Abstract
Sometimes the Joint Statistical Meetings (JSM) is frustrating to attend, because multiple sessions on the same topic are scheduled at the same time. This article uses seeded latent Dirichlet allocation and a scheduling optimization algorithm to very significantly reduce overlapping content in the original schedule for the 2020 JSM program. Specifically, a measure based on total variation distance that ranges from 0 (random scheduling) to 1 (no overlapping content) finds that the original schedule had a score of 0.058, whereas our proposed schedule achieved a score of 0.371. This is a huge improvement that would (i) increase participant satisfaction as measured by the post-JSM satisfaction survey, and (ii) save the American Statistical Association significant money by obviating the need for the traditional in-person meeting of the 47 program chairs and other organizers.
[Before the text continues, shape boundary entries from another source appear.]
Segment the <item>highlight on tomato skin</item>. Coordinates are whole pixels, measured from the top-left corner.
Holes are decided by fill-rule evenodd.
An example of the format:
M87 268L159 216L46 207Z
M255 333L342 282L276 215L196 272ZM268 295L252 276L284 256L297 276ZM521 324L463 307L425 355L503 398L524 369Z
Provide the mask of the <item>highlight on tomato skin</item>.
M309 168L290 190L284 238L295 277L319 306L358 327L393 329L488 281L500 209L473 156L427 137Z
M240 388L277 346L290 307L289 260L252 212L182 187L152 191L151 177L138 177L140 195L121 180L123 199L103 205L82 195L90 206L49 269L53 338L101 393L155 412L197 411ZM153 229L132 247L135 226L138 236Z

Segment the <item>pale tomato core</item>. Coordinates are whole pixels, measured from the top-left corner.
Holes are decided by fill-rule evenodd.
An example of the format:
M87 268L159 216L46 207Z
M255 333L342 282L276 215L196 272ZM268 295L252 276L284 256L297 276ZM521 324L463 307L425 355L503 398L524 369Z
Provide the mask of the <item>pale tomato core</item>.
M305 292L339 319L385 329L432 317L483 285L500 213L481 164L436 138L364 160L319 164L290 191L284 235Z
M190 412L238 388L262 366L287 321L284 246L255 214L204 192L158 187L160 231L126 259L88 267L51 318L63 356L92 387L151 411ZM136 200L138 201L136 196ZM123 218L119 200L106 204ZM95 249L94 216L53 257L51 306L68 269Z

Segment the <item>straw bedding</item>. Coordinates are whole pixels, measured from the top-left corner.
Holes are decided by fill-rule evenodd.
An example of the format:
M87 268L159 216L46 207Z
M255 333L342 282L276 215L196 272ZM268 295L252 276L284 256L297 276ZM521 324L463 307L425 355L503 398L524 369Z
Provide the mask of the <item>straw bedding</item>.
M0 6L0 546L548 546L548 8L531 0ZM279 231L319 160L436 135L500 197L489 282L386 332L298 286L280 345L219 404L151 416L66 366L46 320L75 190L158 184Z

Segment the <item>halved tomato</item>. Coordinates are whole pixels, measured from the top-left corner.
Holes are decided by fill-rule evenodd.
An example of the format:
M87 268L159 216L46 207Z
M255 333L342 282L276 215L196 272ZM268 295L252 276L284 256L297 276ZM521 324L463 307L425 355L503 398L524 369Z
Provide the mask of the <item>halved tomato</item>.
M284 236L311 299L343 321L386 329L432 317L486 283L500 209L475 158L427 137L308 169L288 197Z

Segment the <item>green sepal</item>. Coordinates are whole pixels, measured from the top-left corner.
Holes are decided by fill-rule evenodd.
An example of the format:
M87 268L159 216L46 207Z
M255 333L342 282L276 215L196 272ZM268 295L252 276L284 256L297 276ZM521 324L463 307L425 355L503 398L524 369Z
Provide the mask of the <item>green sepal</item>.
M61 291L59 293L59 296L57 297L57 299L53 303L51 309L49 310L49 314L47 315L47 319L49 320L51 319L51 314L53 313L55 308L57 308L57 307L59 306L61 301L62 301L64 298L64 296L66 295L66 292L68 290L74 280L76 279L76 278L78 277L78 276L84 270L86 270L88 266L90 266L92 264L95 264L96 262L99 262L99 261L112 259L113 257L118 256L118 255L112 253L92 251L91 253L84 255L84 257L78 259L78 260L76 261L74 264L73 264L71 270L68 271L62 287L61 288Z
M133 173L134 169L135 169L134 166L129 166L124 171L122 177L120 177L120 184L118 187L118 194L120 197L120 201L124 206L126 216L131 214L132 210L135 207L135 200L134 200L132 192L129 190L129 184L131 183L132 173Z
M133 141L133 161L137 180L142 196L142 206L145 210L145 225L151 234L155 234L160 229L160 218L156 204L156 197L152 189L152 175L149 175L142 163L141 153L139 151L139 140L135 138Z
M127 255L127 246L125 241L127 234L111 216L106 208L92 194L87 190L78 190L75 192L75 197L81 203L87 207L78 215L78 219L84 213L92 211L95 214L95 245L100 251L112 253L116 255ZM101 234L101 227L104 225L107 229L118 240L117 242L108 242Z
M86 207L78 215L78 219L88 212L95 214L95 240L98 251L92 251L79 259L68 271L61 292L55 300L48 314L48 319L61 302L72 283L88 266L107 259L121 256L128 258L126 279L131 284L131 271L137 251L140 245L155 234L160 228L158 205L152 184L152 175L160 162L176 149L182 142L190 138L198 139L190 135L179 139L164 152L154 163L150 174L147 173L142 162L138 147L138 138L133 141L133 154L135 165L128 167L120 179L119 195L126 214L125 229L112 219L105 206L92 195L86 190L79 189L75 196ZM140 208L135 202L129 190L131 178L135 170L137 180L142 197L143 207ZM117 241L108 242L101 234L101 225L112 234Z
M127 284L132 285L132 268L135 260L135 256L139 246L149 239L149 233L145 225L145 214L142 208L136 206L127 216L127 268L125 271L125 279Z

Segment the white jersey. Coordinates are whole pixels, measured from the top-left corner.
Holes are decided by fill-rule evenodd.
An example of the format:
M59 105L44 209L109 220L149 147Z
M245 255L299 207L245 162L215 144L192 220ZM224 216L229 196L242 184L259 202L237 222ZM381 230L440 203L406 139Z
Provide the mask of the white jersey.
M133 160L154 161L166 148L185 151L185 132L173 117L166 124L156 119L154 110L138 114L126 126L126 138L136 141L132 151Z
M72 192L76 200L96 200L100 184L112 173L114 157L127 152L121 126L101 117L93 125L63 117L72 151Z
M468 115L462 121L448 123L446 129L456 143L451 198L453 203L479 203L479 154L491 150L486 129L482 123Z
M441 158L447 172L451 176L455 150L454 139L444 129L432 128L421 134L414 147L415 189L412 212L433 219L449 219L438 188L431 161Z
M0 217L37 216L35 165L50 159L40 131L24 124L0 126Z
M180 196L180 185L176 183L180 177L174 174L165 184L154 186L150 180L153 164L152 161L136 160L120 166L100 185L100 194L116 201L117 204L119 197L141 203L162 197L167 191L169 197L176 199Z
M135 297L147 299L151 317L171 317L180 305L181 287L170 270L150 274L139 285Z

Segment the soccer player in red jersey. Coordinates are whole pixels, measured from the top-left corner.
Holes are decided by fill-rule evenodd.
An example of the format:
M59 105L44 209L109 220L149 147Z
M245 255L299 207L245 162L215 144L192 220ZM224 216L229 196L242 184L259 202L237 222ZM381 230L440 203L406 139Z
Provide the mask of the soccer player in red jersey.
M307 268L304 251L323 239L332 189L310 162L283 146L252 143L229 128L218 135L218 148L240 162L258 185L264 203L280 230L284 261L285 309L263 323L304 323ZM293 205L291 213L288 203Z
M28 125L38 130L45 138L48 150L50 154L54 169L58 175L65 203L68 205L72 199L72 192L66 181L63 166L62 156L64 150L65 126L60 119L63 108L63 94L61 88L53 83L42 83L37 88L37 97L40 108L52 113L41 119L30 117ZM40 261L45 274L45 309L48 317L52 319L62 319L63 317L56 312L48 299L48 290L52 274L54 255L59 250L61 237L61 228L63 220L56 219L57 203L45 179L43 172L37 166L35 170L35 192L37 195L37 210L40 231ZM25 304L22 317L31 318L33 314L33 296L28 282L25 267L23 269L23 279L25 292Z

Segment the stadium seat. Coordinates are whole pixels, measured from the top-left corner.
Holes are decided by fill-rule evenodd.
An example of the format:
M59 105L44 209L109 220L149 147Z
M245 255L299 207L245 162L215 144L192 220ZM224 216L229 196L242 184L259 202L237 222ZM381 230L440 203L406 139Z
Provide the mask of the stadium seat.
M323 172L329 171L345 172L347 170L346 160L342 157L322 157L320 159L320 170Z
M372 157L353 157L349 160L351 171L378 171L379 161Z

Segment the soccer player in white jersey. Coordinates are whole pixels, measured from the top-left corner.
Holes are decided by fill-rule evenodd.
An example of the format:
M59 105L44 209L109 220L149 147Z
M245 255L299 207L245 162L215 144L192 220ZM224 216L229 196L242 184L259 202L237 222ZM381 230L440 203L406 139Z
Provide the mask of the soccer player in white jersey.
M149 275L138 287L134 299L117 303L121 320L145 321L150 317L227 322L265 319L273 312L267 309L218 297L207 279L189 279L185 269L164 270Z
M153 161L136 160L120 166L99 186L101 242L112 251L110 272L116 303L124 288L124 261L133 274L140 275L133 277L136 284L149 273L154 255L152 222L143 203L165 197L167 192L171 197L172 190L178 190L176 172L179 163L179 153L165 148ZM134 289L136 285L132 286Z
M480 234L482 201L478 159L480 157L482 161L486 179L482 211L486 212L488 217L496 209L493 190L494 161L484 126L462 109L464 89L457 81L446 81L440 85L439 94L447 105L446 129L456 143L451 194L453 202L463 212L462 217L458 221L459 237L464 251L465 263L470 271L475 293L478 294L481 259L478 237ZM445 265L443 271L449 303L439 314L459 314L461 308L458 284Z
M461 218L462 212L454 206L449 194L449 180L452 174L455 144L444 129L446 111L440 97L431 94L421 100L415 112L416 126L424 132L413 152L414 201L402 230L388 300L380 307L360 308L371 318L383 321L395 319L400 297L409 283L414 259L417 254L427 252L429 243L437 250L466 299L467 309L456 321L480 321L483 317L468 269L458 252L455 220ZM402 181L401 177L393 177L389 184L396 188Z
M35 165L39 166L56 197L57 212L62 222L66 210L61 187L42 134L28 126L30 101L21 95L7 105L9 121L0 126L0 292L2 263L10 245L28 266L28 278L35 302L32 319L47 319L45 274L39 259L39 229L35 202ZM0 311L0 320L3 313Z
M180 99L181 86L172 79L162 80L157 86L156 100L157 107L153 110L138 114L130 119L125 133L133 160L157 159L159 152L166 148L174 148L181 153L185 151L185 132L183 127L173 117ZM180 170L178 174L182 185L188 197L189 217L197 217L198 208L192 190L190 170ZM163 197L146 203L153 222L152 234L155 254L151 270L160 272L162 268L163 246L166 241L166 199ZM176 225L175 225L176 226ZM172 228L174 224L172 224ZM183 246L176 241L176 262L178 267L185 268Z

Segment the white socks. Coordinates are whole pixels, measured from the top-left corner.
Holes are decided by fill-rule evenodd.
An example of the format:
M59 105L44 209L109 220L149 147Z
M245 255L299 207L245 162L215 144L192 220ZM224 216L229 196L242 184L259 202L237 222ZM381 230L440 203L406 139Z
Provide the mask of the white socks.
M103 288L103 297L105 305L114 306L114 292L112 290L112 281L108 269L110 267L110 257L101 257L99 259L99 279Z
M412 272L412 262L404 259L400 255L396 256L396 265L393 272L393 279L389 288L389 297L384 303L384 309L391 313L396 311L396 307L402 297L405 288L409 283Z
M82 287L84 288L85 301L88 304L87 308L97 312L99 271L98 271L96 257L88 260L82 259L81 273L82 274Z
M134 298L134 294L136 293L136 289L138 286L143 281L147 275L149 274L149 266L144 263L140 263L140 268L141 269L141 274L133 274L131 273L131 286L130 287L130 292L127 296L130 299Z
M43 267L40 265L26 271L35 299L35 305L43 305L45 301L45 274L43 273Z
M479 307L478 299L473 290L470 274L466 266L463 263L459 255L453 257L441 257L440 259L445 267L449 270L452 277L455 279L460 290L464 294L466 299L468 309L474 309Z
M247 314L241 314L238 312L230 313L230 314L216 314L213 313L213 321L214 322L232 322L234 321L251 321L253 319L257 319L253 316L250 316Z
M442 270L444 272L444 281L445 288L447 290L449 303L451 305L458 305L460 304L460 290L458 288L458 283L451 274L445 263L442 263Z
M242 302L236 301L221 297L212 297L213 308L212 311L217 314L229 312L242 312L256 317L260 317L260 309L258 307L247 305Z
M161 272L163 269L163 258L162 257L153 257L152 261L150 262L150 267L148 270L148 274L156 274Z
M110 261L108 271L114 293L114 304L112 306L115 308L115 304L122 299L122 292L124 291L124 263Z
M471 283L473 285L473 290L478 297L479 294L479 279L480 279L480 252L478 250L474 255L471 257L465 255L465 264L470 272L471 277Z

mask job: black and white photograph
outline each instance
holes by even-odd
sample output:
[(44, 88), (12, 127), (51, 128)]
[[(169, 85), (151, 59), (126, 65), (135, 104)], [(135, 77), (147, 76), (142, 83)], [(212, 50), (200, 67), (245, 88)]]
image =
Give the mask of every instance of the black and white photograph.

The methodology developed in this work immediately applies to future JSMs and is easily modified to improve scheduling for any other scientific conference that has parallel sessions.
6 Supplementary Materials
The supplementary materials includes three datasets used in the analysis: “abstract_info” concerns the detailed information about the sessions of JSM 2020, “seeded_words” is the table of the seeded words we used in seeded LDA, and finally “trayvon_martin” is made up of all the words of Trayvon Martin Corpus we used in data cleaning. Furthermore, “allocation_matrix_list.RData, which is a list of 100 allocation matrices we generated through our algorithm, is included to give the opportunity to avoid running its final loop.